The spate of long-income REIT listings and their failure to raise the expected levels of capital has not deterred Aviva from launching its own Secure Income REIT.
The fund manager aims to raise £200m for the REIT, which will target assets with strong occupier covenants and leases of more than 10 years.
Its first purchase will be a portfolio of four properties for £85m.
Renos Booth, head of real estate long income at Aviva Investors, who will be managing the new REIT, says that a focus on tenant covenants rather than lease length would be its USP.
“Our differentiating factor is we that would rather ensure we have a low probability of default with our investments,” he says. “We want to get that extra bit of yield through a slightly shorter [lease] duration.
“There is no point paying a keener yield to buy longer-duration income if there is a risk that tenant may not be there at the end of the term.”
Late to the table
Nine REITs have launched so far in 2017, almost all targeting long or secure income, whether through commercial, residential or alternative investment strategies.
A number of these have failed to reach their stated targets, and these failures have been attributed to investor fatigue or scepticism.
AEW’s UK Long Lease REIT raised 54% of its target, while LXI REIT pulled in 69%.
“I would like to think that maybe part of the reason they have not succeeded in getting their full raise is the knowledge that we might be coming out there,” says Booth.
“We have obviously been having discussions with potential investors for some time now, and we like to believe that may be the case.”
Booth says the fact that a portfolio of only £85m was lined up was not an admission that it would fail to make its targeted raise.
“We have got to manage the process as well. There will have been opportunities that we would have been able to access that, maybe due to timing, would not have fitted,” he says.
“We were not able to say anything about the messaging of this proposition, because of the sensitivities around listing rules, so we have not been actively going out there to source the product at the moment.”
He says that all £200m of capital should be deployed within nine months.
Strength of the name
Aviva will also be relying on the strength of its name to help with the raise and to differentiate it from the plethora of other vehicles. It is committing just under 20% of the gross issue proceeds.
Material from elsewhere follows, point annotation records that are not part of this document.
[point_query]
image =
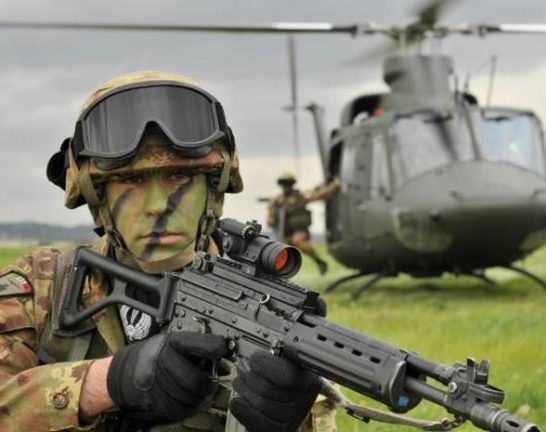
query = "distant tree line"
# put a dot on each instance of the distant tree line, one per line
(45, 233)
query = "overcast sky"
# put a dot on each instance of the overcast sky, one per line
(45, 75)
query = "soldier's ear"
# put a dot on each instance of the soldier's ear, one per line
(58, 164)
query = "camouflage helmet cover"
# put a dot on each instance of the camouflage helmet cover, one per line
(150, 159)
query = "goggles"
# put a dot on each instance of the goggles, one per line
(111, 128)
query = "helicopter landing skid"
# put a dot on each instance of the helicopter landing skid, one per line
(355, 293)
(480, 274)
(342, 280)
(530, 275)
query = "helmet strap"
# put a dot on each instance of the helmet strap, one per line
(98, 206)
(213, 205)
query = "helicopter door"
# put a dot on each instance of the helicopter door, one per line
(374, 206)
(333, 228)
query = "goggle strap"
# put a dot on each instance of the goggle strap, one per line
(77, 140)
(226, 169)
(86, 186)
(97, 204)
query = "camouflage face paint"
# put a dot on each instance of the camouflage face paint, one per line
(157, 213)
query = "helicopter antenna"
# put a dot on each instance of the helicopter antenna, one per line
(492, 72)
(294, 107)
(492, 63)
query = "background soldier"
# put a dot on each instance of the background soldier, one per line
(290, 218)
(152, 157)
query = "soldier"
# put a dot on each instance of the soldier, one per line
(152, 156)
(289, 217)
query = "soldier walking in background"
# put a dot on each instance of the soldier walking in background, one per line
(290, 218)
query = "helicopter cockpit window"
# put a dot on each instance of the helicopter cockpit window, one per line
(424, 141)
(513, 137)
(379, 176)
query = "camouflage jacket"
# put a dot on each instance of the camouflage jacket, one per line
(288, 213)
(46, 397)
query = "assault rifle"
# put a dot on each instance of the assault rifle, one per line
(245, 297)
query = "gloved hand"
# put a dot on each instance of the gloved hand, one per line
(162, 376)
(273, 394)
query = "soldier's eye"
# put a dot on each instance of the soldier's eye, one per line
(133, 179)
(178, 176)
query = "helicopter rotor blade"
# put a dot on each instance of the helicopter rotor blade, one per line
(279, 27)
(514, 28)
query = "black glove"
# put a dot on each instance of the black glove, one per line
(273, 394)
(162, 376)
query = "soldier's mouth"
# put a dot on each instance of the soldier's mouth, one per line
(163, 238)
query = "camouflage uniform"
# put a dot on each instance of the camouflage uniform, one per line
(288, 215)
(47, 397)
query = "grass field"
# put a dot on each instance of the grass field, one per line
(447, 319)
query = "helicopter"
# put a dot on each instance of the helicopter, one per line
(432, 182)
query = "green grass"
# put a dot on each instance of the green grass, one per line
(8, 254)
(446, 319)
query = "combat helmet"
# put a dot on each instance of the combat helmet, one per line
(110, 125)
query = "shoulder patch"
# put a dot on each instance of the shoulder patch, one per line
(14, 284)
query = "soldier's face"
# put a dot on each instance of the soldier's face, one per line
(157, 213)
(286, 188)
(157, 203)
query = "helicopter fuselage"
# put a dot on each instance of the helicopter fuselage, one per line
(429, 191)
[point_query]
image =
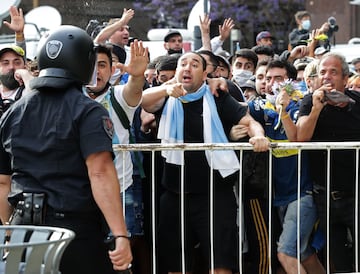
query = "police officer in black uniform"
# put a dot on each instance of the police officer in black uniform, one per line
(56, 154)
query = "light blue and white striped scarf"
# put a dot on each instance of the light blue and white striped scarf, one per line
(171, 130)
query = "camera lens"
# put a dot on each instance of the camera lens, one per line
(332, 21)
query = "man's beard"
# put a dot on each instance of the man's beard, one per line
(8, 80)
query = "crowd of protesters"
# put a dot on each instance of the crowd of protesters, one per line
(207, 95)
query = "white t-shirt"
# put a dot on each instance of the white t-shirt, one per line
(121, 135)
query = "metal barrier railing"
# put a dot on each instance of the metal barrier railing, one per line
(240, 147)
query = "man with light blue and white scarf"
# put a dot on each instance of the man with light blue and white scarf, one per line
(188, 112)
Booth points out that his firm was one of the first into the sector when it launched its long-income fund in 2004, and adds that AEW has traded more than £2bn in assets over the past five years. It currently has £4bn of long-income property under management.
“We are confident we can access this product continually going forward, but we have to time it appropriately as well,” he says. “We have got a track record in this space that shows if you buy strong-quality credit and real estate in a downturn, it provides you with greater capital stability.”
The REIT’s new board will be led by chairman Andrew Cunningham, the former chief executive of Grainger; Suzanne Avery, formerly Royal Bank of Scotland’s managing director; Steffan Francis, previously of M&G Real Estate; and Marlene Wood, previously of Miller Developments.
Booth says that new assets will be bought from various sources, with one or two possibly from other Aviva funds.
“We are not buying any from the existing long-income fund,” he says. “There may be one or two assets that may come from the wider Aviva business, because that side of the business, the UK direct space, has gone through a strategic review as well.”
Aviva has been a net seller in the UK and is focusing on “place making” opportunities.
Despite the competition, Booth says he is confident about Aviva’s new REIT.
“We would not be launching this product if we did not believe there was the potential to expand this product as well,” he says.